Area Sound Enhancement


With the advent of deep learning, speech recognition technology has improved to a practical level, and the use of voice user interfaces has expanded to various scenes. Current speech recognition technology can be used stress-free in environments where only one person is speaking to a smartphone or a smart speaker. However, the speech recognition system fails and does not distinguish between a target speaker and others in an environment where multiple people are speaking simultaneously, such as automatic input of reception records at customer service counters and rows of self-service terminals equipped with voice user interfaces. OKI is researching and developing the "area sound enhancement" technology to solve these voice user interface problems.

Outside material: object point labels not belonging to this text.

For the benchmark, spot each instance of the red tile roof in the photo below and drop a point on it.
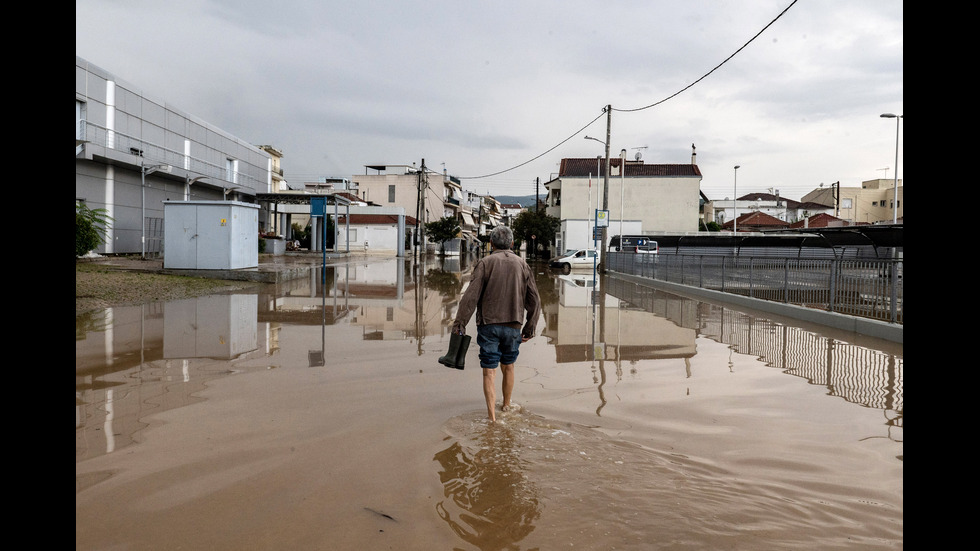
(822, 220)
(756, 220)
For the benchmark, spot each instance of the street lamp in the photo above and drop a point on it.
(622, 194)
(144, 170)
(605, 192)
(898, 119)
(735, 201)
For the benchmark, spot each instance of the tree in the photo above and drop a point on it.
(442, 230)
(91, 226)
(535, 227)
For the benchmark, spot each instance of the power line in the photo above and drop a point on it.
(704, 76)
(577, 132)
(675, 94)
(726, 60)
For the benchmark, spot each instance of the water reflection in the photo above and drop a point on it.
(169, 350)
(492, 503)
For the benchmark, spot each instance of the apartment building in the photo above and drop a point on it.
(133, 151)
(642, 199)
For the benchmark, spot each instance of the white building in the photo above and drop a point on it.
(646, 199)
(134, 151)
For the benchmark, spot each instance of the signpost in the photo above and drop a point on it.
(601, 221)
(318, 208)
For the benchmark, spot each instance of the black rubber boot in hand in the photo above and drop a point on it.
(449, 360)
(464, 344)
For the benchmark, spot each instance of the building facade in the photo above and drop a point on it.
(872, 203)
(133, 151)
(643, 199)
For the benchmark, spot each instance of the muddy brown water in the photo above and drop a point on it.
(286, 417)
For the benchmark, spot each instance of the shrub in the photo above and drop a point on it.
(91, 226)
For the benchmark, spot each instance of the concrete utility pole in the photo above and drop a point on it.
(605, 191)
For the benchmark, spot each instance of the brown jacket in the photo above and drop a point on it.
(508, 291)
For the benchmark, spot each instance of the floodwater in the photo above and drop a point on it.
(314, 415)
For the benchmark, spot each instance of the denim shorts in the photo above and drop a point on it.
(498, 344)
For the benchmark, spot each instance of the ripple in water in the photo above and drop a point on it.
(546, 484)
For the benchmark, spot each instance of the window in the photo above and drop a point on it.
(79, 120)
(231, 170)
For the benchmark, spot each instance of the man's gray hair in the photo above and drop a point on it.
(501, 237)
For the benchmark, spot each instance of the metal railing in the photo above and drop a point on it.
(866, 288)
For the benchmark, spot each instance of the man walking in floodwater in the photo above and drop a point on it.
(501, 291)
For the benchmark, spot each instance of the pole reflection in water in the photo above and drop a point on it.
(728, 431)
(492, 505)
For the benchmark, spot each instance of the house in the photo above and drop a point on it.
(425, 195)
(134, 151)
(642, 199)
(755, 221)
(374, 233)
(510, 212)
(822, 220)
(783, 208)
(872, 203)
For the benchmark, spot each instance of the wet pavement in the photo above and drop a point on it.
(311, 413)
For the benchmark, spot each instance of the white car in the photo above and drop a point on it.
(575, 259)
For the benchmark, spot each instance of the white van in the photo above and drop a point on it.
(578, 258)
(640, 244)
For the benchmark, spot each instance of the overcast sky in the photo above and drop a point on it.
(498, 92)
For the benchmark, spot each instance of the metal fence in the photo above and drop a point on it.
(866, 288)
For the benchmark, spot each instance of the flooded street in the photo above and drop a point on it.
(314, 415)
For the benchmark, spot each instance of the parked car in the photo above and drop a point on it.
(633, 243)
(578, 258)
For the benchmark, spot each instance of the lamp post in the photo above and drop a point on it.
(735, 201)
(622, 194)
(605, 197)
(144, 170)
(898, 119)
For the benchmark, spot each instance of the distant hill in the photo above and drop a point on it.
(522, 200)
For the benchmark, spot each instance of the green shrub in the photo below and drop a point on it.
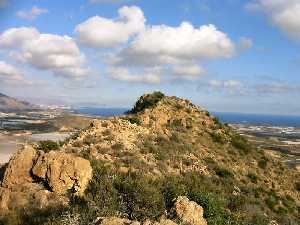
(141, 198)
(90, 139)
(117, 146)
(214, 209)
(297, 186)
(147, 101)
(263, 162)
(135, 120)
(48, 145)
(253, 177)
(240, 143)
(217, 137)
(217, 121)
(223, 172)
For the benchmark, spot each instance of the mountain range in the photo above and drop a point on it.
(8, 103)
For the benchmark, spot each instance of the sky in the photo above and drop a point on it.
(226, 56)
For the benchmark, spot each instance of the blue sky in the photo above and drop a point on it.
(234, 56)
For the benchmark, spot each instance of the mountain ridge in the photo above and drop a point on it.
(8, 103)
(164, 148)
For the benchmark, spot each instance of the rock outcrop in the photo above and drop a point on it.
(19, 167)
(63, 172)
(59, 171)
(189, 212)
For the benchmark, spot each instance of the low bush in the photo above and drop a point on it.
(263, 162)
(240, 143)
(297, 186)
(223, 172)
(135, 120)
(48, 145)
(147, 101)
(253, 177)
(217, 137)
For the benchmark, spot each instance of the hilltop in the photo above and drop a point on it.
(11, 104)
(138, 167)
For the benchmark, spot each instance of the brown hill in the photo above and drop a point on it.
(164, 148)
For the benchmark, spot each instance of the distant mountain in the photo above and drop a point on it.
(11, 104)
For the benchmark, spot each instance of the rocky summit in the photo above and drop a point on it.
(167, 161)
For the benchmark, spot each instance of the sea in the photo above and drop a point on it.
(225, 117)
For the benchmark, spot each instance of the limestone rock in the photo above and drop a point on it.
(63, 172)
(118, 221)
(19, 167)
(189, 212)
(165, 222)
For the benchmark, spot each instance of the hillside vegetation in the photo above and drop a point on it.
(166, 147)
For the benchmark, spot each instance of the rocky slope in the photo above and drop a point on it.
(164, 148)
(11, 104)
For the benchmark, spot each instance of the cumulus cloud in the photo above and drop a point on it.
(150, 76)
(178, 50)
(31, 14)
(163, 44)
(16, 37)
(245, 43)
(225, 84)
(59, 54)
(188, 70)
(276, 88)
(9, 74)
(100, 32)
(283, 14)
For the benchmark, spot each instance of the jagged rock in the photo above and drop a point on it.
(28, 195)
(164, 222)
(19, 167)
(118, 221)
(63, 172)
(189, 212)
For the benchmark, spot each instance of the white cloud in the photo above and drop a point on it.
(163, 44)
(245, 43)
(124, 74)
(16, 37)
(31, 14)
(284, 14)
(100, 32)
(178, 50)
(59, 54)
(9, 74)
(188, 70)
(231, 84)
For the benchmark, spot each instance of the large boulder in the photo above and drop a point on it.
(18, 170)
(63, 172)
(189, 212)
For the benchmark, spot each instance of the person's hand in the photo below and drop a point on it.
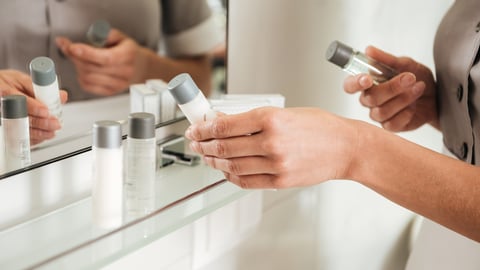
(403, 103)
(104, 71)
(42, 124)
(276, 148)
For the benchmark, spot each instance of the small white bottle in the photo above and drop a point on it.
(107, 180)
(190, 99)
(355, 62)
(16, 132)
(97, 33)
(45, 84)
(141, 164)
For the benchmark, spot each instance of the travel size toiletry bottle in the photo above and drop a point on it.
(107, 182)
(141, 164)
(355, 62)
(97, 33)
(45, 84)
(16, 132)
(190, 99)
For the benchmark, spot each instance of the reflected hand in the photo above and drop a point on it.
(276, 148)
(42, 124)
(104, 71)
(403, 103)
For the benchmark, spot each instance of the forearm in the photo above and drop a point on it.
(154, 66)
(436, 186)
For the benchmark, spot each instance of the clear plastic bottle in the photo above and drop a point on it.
(355, 62)
(16, 132)
(190, 99)
(141, 164)
(107, 182)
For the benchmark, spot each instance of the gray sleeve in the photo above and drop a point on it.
(180, 15)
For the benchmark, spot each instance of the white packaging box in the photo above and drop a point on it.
(144, 99)
(168, 106)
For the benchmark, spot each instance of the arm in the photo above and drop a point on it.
(42, 125)
(300, 147)
(111, 70)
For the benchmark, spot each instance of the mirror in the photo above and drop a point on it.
(81, 111)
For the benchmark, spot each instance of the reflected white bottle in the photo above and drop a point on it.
(16, 132)
(355, 62)
(141, 165)
(107, 182)
(97, 33)
(45, 84)
(190, 99)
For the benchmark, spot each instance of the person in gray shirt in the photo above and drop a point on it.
(148, 39)
(282, 148)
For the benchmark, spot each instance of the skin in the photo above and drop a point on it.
(261, 148)
(42, 124)
(110, 70)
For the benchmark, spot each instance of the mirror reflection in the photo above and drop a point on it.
(144, 40)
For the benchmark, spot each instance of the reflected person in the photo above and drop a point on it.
(305, 146)
(149, 39)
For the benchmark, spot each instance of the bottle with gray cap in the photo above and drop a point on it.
(190, 99)
(45, 84)
(16, 132)
(107, 176)
(355, 62)
(140, 165)
(97, 33)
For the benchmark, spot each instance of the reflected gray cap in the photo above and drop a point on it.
(42, 70)
(183, 88)
(107, 134)
(339, 53)
(141, 125)
(97, 33)
(14, 106)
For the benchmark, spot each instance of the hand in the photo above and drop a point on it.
(42, 124)
(276, 148)
(104, 71)
(403, 103)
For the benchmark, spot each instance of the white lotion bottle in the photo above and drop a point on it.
(190, 99)
(107, 180)
(45, 84)
(97, 33)
(355, 62)
(16, 132)
(141, 165)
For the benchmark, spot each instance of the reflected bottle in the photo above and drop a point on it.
(355, 62)
(16, 132)
(140, 165)
(107, 182)
(190, 99)
(45, 85)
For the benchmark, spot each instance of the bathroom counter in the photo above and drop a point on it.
(68, 236)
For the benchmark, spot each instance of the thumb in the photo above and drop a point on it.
(382, 56)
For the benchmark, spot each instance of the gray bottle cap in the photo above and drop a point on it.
(183, 88)
(14, 107)
(141, 125)
(97, 33)
(339, 53)
(107, 134)
(42, 70)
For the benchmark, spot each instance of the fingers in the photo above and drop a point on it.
(382, 56)
(242, 165)
(227, 126)
(357, 83)
(394, 106)
(232, 147)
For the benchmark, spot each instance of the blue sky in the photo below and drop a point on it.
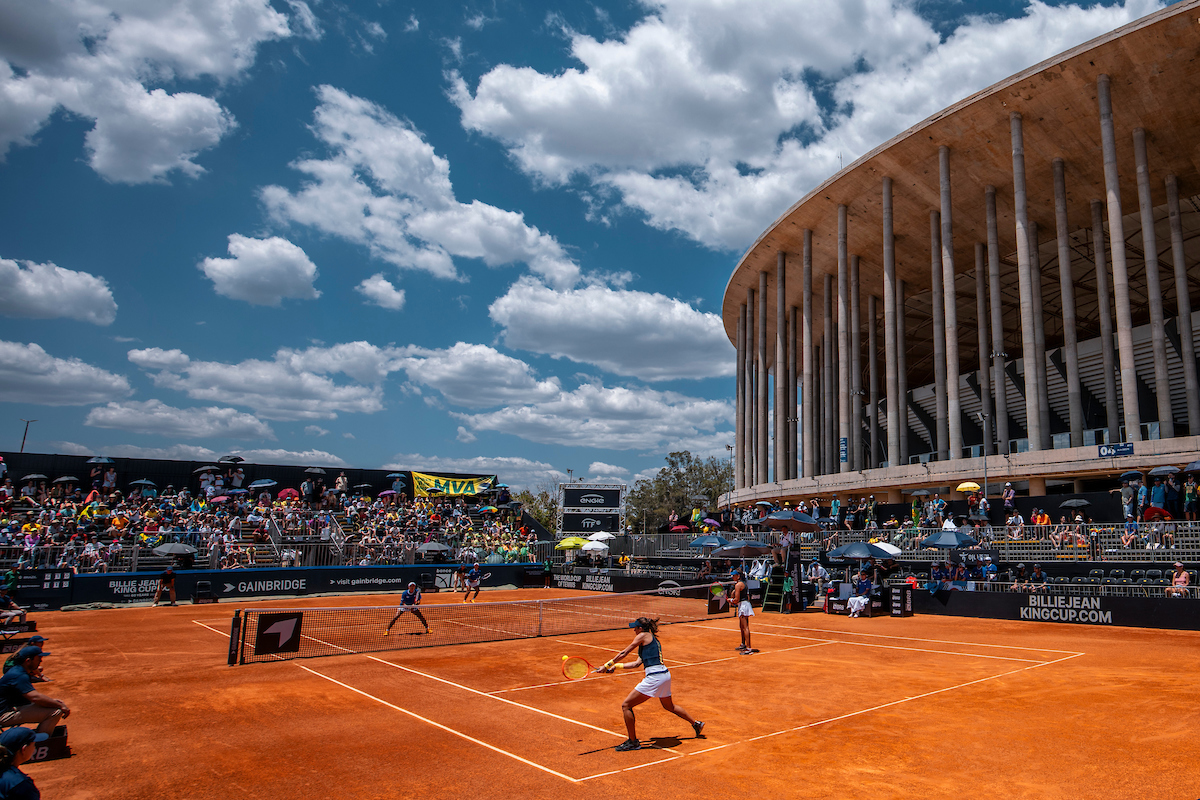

Area sound enhancement technology picks up sounds in the target area by placing multiple microphone arrays around the target area. With a normal microphone, it is difficult to pick up the speaker's voice when surrounding noise is large. Even if a microphone with directivity, such as a gun microphone, or a microphone array is used, noise coming from the direction of the target area will be collected. This technology crosses the directivities of two microphone arrays at the target area from different positions. The component commonly included in the directivity of each microphone array is estimated to be sound in the target area, and all other components are suppressed.

Area sound enhancement technology makes it possible for speech recognition systems to recognize only the voice of the person in the target area even if there are other speakers around the area, thus enables smooth communication at customer service counters and self-service terminals.

Illustration of Area Sound Enhancement

Illustration of Area Sound Enhancement Image

Normal Microphone

The voice of the speaker cannot be heard well due to the voices of other people and background noise.

OKI's "Area Sound Enhancement Technology"

OKI's "Area Sound Enhancement Technology" Image
The voice of the speaker can be heard clearly even if there are surrounding noises.